Of course, based on individual item costs versus diminishing quantities, the rate of inflation on some goods is many, many times that stated. I mean, look at the price of cheap minced beef. The pack sizes have not only reduced to 400g but the prices have increased by as much as 25% in some cases. Even tins of corned beef might be beyond the most frugal of grocery budgets nowadays!
Another thing that really bugs me about all these shrinking pack sizes is that we are being driven headlong into a waste not, want not spiral that's going the completely wrong way! Rather than companies reducing their packaging, which they do appear to be trying to do, they are now forcing us into buying twice as much, because one single pack no longer feeds the household! This matters not a jot if you are buying your fruit, veg and fresh produce loose, but onthe whole, disposal of packaging remains a major problem - unless we simply pass the problem on to the Government by binning everything and then wonder why services need cut to cope with the increased costs.

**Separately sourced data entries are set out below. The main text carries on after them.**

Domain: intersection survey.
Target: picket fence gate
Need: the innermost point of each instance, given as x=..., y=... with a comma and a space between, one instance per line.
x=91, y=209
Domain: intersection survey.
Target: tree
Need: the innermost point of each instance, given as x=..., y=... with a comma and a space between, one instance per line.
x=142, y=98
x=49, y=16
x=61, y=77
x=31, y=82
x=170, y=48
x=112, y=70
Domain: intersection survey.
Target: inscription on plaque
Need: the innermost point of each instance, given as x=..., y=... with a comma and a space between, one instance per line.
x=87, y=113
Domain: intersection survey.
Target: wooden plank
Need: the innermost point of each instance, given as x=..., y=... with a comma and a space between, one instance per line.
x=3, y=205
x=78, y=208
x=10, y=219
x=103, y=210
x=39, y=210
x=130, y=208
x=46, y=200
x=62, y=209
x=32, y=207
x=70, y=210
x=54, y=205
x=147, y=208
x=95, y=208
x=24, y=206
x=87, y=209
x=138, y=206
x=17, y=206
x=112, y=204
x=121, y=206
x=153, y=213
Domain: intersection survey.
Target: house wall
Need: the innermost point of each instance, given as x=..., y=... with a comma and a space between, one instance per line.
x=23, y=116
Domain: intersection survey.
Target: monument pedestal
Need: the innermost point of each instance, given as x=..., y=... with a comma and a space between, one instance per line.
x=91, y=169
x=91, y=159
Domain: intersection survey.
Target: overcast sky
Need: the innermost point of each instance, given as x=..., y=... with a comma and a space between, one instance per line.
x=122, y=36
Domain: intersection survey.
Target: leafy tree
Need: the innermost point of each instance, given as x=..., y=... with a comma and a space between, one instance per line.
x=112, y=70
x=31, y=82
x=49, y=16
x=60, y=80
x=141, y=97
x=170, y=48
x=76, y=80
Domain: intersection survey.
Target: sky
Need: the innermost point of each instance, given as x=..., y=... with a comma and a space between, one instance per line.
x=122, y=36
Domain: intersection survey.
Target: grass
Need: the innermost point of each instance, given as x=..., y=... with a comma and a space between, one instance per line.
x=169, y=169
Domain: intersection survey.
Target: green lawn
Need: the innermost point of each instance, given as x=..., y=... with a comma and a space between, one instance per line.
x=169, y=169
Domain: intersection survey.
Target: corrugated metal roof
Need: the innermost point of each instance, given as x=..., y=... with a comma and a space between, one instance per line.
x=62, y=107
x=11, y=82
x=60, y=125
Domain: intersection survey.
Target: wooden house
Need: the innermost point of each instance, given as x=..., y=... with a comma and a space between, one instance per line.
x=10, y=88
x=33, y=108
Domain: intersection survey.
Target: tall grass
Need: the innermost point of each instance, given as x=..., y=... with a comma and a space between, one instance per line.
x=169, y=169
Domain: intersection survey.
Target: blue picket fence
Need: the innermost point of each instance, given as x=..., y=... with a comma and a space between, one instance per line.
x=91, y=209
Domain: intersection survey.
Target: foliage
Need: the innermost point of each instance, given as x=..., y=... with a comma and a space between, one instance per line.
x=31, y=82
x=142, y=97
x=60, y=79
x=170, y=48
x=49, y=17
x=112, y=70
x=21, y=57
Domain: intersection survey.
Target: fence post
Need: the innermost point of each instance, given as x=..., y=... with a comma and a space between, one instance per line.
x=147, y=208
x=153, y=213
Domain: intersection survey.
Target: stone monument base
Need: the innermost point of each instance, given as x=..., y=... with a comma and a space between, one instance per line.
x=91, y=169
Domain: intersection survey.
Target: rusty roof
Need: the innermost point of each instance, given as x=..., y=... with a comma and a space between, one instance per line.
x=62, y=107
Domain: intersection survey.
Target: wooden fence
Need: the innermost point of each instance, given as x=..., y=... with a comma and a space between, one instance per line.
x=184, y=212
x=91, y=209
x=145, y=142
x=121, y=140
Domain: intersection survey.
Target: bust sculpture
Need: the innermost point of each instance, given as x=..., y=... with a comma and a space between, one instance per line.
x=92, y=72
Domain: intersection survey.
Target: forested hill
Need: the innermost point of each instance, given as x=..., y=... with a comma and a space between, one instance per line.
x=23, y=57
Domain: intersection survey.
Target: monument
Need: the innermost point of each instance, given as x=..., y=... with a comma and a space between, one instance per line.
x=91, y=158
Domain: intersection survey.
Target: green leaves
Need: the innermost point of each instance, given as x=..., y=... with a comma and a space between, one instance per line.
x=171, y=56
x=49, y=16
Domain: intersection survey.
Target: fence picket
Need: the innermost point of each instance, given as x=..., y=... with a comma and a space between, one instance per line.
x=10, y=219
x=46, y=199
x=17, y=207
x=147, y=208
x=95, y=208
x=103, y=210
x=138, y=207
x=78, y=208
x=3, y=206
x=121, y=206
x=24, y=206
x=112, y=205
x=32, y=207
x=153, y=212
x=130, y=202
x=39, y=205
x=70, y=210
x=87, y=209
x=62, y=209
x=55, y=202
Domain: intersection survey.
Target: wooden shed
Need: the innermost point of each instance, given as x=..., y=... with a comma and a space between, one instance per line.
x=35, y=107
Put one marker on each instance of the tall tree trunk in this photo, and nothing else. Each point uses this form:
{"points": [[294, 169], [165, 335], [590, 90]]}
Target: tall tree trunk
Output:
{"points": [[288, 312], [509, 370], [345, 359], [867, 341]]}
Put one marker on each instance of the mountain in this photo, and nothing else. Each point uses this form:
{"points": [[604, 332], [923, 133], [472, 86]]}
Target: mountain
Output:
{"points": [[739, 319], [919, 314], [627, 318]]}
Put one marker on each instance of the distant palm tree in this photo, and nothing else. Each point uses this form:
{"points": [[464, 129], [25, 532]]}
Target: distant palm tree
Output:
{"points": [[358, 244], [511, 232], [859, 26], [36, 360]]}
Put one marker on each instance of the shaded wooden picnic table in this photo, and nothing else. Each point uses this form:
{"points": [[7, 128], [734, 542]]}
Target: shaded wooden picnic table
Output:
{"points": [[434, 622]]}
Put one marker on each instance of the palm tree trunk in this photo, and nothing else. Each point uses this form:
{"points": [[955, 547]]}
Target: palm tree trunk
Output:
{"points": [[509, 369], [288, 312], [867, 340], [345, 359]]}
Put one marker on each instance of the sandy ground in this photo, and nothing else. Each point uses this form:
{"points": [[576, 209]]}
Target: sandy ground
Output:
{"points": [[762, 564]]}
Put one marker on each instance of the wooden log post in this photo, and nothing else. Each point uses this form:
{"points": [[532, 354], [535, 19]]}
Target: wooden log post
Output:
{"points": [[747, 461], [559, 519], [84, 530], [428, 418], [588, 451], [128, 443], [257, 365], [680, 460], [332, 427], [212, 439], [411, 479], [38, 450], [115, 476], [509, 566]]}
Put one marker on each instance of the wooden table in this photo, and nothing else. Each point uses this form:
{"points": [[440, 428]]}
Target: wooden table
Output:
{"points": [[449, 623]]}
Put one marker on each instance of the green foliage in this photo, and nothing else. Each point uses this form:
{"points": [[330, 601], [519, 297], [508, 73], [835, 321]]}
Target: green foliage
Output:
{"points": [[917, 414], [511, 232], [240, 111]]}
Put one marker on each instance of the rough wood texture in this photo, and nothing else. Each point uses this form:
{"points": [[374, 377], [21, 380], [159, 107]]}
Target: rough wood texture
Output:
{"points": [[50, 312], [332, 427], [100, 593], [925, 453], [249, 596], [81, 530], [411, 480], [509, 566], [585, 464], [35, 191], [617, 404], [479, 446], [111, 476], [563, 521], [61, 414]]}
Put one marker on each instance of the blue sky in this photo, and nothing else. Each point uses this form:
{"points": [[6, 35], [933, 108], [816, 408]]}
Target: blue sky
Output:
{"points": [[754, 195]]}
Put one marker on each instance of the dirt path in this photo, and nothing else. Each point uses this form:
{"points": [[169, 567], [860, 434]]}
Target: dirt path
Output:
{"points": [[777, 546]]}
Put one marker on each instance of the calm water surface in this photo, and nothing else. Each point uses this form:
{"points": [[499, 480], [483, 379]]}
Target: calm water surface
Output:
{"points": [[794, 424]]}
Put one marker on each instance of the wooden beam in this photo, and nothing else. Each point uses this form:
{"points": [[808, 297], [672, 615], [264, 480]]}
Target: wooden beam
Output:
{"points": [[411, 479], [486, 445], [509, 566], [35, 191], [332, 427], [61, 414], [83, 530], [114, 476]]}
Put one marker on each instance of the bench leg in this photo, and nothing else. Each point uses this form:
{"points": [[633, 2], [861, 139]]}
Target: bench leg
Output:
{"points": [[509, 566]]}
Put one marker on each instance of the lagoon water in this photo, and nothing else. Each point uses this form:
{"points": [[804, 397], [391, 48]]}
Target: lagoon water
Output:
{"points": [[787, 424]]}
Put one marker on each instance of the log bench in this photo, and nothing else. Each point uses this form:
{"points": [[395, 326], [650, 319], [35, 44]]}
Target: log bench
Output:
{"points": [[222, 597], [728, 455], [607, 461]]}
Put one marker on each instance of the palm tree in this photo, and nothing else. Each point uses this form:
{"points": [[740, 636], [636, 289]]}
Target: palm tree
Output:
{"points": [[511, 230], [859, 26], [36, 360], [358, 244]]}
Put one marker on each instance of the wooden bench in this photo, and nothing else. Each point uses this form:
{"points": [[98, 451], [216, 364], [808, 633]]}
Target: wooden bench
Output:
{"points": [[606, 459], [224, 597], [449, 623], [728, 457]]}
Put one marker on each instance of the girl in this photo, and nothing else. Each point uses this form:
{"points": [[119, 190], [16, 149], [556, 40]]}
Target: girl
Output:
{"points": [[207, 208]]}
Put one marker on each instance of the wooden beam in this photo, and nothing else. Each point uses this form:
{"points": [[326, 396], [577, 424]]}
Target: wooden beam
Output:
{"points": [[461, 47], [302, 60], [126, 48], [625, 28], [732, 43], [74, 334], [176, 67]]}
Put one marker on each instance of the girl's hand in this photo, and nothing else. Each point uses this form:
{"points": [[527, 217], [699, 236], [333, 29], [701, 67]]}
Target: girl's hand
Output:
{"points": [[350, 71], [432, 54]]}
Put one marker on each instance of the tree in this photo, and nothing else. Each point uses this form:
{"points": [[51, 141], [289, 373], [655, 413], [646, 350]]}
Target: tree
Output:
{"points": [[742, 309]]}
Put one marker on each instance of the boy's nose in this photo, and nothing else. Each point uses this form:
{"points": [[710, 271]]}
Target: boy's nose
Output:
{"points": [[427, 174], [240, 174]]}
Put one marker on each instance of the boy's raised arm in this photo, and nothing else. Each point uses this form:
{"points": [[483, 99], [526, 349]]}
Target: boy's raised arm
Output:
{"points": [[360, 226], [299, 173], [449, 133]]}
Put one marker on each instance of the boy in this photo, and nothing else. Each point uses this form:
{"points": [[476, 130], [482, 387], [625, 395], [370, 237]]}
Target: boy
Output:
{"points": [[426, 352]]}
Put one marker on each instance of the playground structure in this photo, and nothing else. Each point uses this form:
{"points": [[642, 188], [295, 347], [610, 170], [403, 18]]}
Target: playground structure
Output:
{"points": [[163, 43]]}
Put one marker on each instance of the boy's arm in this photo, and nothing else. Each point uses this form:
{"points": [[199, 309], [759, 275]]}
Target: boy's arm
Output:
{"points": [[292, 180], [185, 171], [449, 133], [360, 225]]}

We now need to get even more creative with our grocery buying, batch cooking and recycling. What can we do with all these extra plastic cartons while, at the same time, trying to shop for bargains and buy sufficient quantities to feed the family?
Well, one thing I am now doing is keeping each carton I buy - why should I have to pay for something that's discarded straight into the bin?
As soon as the contents have been prepared, it's a simple case of refilling the original container for storing the food in the freezer. (Additional point of interest - keep mushrooms dry and wipe or brush them clean, rather than peel them or wash them. You get more out of the pack.)
These containers work well for most things except onions, as they aren't strong enough to seal and prevent the smell leaching through into your freezer.
A word of caution on storing food in recycled cartonss - always, always, always wash and sterilise the empty containers before refilling them and don't pour hot food into them, as most are so flimsy that they'd probably melt.
By reducing our food waste, reusing anything we can and recycling everything that can possibly be recyclyed, we can, in actual fact, get creative enough to beat our own household inflation.